The fascinating Marisa Coulter is as callous as she is inimitably beautiful, a woman of morals as complex as her motives are questionable. She is an incredibly intelligent, powerful woman who quite acutely understands how to use her image and sexuality to her advantage. It is easy to categorize Marisa Coulter as a villain, but her emotional depth splinters and intensifies far below her superficial presentation. Think of her reaction to Lyra propels herself into her arms: something like contorted affection flashes across her face, and we know, suddenly, how deprived she has kept herself of human contact. She has collected a layer of moral filth, she is utterly terrible, but she is still very human. That is what makes her so undeniably fascinating and complicated. Ruth Wilson throws the whole of herself into this role—it is quite frankly extraordinary.
Dafne Keen, upon first impressions, was a brilliant choice for Lyra Belacqua. Known for her astounding, heartbreaking performance as Laura Kinney or X-23 in the 2017 X-Men film Logan, the fourteen-year-old actress has already established quite a reputation for herself. She encapsulates Lyra’s spirit and tenacity with ease, possessing an acute understanding of her character that is apparent in the first episode. Her potential is thrilling, and watching her grow throughout these two seasons (a second season has already begun filming) will be exceptional.
My primary concern is the ability of the show to tackle the dark emotional, thematic explorations of the novels. This initial episode did a great job of world-building and establishing Lyra’s circumstances and relationships. I can only hope that the rest of the reason will continue to be authentic visually, emotionally, and philosophically—right now, I have great faith. A more secondary concern is the lack of daemons among non-leading or supporting characters, a flaw probably resulting from logistical problems.

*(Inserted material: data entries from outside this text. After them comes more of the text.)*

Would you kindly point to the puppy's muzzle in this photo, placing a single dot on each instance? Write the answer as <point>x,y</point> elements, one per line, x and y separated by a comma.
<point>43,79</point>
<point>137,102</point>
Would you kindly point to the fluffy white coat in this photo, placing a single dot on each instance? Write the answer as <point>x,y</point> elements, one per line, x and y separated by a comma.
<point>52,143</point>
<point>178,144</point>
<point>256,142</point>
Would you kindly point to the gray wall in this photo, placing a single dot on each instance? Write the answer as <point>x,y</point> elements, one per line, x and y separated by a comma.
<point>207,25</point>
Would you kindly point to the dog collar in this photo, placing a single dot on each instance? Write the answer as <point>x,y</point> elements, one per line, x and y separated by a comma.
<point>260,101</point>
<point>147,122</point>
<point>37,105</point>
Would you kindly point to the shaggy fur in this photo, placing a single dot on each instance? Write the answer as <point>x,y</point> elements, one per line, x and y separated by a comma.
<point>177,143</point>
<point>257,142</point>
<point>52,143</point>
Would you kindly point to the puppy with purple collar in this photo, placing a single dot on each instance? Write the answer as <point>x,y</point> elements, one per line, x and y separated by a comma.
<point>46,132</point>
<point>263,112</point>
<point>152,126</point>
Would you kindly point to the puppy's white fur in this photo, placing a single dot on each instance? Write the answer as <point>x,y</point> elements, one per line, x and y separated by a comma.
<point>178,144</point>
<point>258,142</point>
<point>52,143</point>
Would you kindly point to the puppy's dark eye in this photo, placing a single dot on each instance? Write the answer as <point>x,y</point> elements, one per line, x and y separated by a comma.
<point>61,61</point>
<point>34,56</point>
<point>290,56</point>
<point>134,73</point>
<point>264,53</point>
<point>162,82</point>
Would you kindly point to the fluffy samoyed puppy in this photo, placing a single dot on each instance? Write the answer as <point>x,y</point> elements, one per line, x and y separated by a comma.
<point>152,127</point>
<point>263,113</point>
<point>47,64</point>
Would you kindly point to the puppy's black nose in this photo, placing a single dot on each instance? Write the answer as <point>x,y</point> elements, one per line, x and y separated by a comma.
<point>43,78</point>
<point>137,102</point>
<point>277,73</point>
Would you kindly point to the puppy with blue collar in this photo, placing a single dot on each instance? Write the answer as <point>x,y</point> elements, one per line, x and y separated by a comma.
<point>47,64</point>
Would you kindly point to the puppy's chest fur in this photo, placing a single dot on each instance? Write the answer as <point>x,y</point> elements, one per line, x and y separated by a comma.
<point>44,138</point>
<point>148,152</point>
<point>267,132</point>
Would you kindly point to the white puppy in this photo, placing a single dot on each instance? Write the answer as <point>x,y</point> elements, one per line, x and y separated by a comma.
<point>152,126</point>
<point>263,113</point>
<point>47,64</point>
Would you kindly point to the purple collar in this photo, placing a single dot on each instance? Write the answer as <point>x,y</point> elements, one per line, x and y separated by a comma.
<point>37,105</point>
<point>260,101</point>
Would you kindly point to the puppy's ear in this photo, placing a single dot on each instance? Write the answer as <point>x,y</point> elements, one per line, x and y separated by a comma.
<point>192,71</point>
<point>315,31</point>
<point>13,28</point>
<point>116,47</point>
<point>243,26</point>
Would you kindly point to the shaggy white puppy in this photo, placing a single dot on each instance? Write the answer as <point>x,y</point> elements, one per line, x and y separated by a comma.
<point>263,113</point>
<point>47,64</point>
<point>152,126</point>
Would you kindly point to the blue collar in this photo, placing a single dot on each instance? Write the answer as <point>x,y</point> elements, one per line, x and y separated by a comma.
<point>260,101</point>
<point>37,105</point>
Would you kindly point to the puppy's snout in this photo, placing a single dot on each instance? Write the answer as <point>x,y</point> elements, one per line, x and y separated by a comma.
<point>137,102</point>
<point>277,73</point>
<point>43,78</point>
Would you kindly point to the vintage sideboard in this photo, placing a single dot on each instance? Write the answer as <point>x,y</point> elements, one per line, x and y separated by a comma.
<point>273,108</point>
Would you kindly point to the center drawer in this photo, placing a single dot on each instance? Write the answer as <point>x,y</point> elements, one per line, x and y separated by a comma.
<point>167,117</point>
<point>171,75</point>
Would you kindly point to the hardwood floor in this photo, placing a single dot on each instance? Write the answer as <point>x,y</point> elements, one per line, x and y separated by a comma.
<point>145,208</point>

While I understand it would be fairly impossible to give every single appearing character a daemon, there are some scenes that feel a bit soul-less, and lacking in animal companions. However, overall, this first episode is hugely impressive and confidence-inspiring.
Lyra, with all her daring and thirst for adventure, is still a child, one vulnerable to the manipulations of the adults who surround her. Her journey is only going to become more dangerous and intricate. She is too trusting and more vulnerable than she realizes, but she is also more powerful than she could ever imagine. ‘All we can do is be scared for her,’ The Master instructs carefully about Lyra, ‘and be scared of her.’